As I watched 'Khuda Kay Liye', followed by many debates and dialogs with islamic scholars on the issues raised in the movie and the references of quran and hadith cited therein, all that left me as clear as I was. If, for a while, I set aside the 'Jihaad to make the world a Dar-ul-Islam' aspect of Islam and just concentrate on the issue of why there are so many issues and so much emphasis for 'living by the book', it melts down to a very different plane - it's in the human nature.

As a pop-theory, without any claims of originality, Islam suffers the same fate that christianity got through in middle ages and Hinduism in Vedic periods; i.e - absolute rule of a single class - clergy in this case. They interpreted and mutilated everything for their convenience, precisely as tricks of twisted minds but in disguise of speaking for God. I see a pattern in all three religions - first of all, the clergy created a language barrier through Sanskrit, Latin, and Arabic, which were not the lingua franca but became the language of God. The process and stages were different though, but the end-results were the same.

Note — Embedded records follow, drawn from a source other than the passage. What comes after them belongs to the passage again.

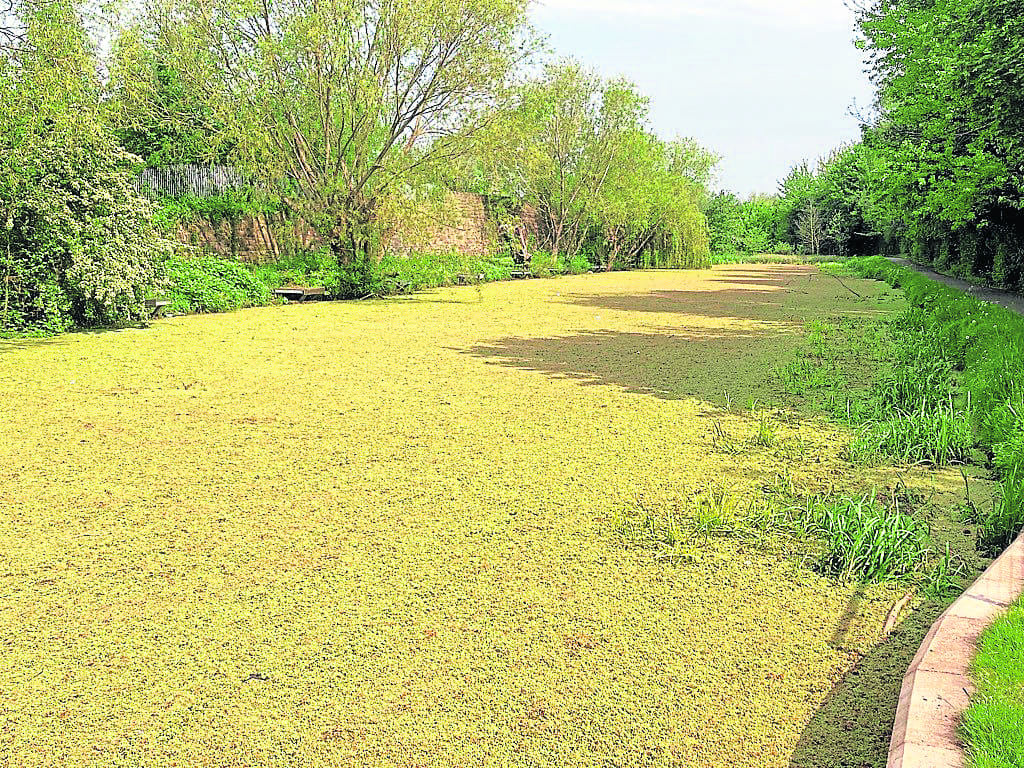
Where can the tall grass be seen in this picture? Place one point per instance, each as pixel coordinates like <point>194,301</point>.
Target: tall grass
<point>983,345</point>
<point>850,538</point>
<point>993,726</point>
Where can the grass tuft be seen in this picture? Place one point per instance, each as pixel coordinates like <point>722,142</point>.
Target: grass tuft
<point>993,726</point>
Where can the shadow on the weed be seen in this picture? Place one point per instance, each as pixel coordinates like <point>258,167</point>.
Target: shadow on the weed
<point>12,345</point>
<point>713,365</point>
<point>853,726</point>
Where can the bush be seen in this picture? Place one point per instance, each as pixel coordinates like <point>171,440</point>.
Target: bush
<point>985,343</point>
<point>78,247</point>
<point>201,283</point>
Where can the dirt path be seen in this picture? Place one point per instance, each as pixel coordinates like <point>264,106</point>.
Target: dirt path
<point>1008,299</point>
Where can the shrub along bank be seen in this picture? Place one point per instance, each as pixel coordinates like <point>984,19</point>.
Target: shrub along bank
<point>983,345</point>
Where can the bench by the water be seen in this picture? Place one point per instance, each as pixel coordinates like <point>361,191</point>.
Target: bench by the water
<point>298,293</point>
<point>157,306</point>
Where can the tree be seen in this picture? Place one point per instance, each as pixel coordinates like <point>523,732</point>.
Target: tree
<point>345,99</point>
<point>77,245</point>
<point>948,142</point>
<point>576,147</point>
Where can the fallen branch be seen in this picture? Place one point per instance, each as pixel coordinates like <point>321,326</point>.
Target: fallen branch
<point>894,612</point>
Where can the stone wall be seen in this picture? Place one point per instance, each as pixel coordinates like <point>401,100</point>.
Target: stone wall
<point>463,225</point>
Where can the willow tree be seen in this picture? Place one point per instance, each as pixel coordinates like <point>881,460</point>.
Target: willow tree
<point>345,99</point>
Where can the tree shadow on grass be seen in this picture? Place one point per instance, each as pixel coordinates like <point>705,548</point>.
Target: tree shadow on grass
<point>16,344</point>
<point>853,726</point>
<point>716,366</point>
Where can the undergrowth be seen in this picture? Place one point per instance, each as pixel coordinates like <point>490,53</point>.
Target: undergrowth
<point>978,349</point>
<point>202,283</point>
<point>857,538</point>
<point>993,725</point>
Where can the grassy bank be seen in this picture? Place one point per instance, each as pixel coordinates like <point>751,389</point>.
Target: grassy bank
<point>993,726</point>
<point>383,532</point>
<point>982,347</point>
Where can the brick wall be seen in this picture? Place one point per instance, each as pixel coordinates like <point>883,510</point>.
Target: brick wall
<point>463,226</point>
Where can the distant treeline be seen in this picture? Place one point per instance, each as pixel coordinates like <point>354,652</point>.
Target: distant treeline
<point>939,171</point>
<point>354,116</point>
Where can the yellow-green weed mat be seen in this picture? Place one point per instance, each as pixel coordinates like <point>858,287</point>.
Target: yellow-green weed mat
<point>380,534</point>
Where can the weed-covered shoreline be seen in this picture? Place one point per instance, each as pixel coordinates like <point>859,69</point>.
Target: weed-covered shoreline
<point>383,532</point>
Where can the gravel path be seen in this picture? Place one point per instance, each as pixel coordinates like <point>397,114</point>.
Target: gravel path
<point>1009,299</point>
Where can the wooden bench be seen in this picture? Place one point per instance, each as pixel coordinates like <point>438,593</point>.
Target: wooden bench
<point>157,306</point>
<point>299,293</point>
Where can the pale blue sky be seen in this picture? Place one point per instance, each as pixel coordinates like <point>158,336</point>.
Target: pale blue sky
<point>764,83</point>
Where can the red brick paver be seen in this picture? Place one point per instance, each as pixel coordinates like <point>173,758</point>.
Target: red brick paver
<point>937,687</point>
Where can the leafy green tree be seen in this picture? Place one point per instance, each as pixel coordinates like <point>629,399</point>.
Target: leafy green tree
<point>576,148</point>
<point>948,142</point>
<point>346,99</point>
<point>77,246</point>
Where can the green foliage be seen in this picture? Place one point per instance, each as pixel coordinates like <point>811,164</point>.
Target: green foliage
<point>850,538</point>
<point>865,541</point>
<point>202,283</point>
<point>993,725</point>
<point>985,344</point>
<point>373,97</point>
<point>228,205</point>
<point>307,267</point>
<point>936,435</point>
<point>946,148</point>
<point>577,150</point>
<point>77,246</point>
<point>415,271</point>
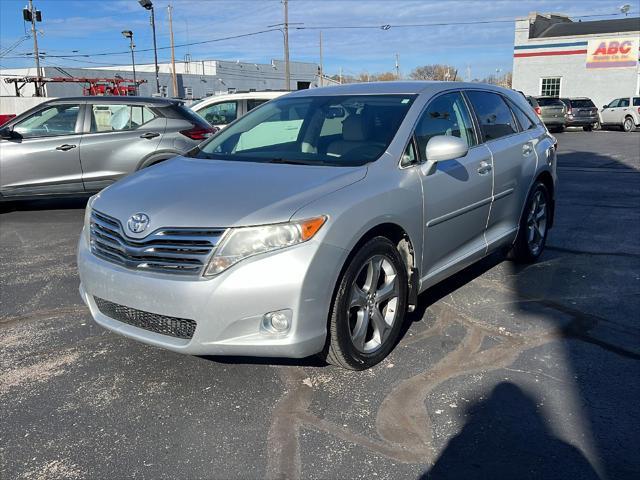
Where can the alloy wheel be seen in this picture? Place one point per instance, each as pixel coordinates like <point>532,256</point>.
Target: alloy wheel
<point>537,223</point>
<point>373,302</point>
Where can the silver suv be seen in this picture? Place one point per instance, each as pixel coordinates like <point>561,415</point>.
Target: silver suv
<point>311,224</point>
<point>71,146</point>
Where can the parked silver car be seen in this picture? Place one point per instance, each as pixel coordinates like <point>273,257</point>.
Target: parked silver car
<point>622,112</point>
<point>70,146</point>
<point>319,241</point>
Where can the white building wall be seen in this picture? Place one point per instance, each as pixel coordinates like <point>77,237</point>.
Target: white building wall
<point>601,85</point>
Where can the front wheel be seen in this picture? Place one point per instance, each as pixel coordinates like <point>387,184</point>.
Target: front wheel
<point>628,124</point>
<point>532,234</point>
<point>369,306</point>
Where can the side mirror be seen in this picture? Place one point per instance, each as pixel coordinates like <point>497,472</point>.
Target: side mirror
<point>7,133</point>
<point>445,147</point>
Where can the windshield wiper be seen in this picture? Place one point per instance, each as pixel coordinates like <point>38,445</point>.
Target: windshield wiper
<point>290,161</point>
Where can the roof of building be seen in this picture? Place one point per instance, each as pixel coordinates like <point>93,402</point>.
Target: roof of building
<point>571,29</point>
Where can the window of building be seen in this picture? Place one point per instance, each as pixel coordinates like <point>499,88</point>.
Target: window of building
<point>550,87</point>
<point>493,114</point>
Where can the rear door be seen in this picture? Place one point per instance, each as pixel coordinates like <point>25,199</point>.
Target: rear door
<point>45,160</point>
<point>514,160</point>
<point>609,114</point>
<point>118,138</point>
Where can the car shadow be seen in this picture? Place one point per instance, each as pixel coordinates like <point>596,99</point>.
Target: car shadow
<point>584,290</point>
<point>506,437</point>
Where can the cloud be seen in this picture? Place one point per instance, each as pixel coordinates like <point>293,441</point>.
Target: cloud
<point>70,26</point>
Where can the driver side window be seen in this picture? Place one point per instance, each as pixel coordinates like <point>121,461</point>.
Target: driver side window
<point>49,122</point>
<point>446,115</point>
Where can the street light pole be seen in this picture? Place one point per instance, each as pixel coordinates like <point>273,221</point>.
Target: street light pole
<point>34,16</point>
<point>287,70</point>
<point>148,5</point>
<point>129,34</point>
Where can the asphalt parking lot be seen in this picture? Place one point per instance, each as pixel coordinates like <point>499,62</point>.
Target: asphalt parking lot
<point>504,372</point>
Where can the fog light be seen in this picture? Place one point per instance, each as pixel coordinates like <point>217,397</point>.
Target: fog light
<point>278,321</point>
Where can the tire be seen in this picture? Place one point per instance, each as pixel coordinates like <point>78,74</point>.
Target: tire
<point>363,327</point>
<point>628,125</point>
<point>534,226</point>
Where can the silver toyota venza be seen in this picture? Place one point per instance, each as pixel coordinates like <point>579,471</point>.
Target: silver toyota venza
<point>311,224</point>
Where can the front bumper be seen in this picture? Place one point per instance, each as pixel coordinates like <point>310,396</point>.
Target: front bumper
<point>228,309</point>
<point>582,121</point>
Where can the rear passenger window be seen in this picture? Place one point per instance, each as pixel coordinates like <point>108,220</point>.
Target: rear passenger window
<point>494,116</point>
<point>118,117</point>
<point>523,119</point>
<point>446,115</point>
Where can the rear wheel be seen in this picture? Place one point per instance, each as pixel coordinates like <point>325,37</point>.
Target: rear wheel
<point>532,234</point>
<point>628,124</point>
<point>369,307</point>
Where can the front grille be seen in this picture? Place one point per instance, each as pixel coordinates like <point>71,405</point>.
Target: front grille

Thereafter, clergy had a free run to change or interpret the so-called God's words. After language, they began dictating what to study and how to live - curbing individual freedom because there are God Spoken rules for everything. If draw the parallels further, they began hideous targeting. Simply, oppressing the easiest target they could find or the one which could retaliate the least. All three commonly chose women. Apart from that, christianity burnt millions in the name of witch-craft and anti-christ, Islam attacked non-believers, and Hinduism fought with Buddhists and in the absence of any other obvious targets, segregated its own one-fourth.

In this sense, organized religion, or rather, institutionalized religion is no different from or better than fascism or communism. In essence, all are based on seeking absolute control. And that is why, religion is no matter of theology, mythology, or sociology. It has to be studied in the light of psychology, where human brain becomes its own worst enemy in a bid to seek absolute control over its own petty universe.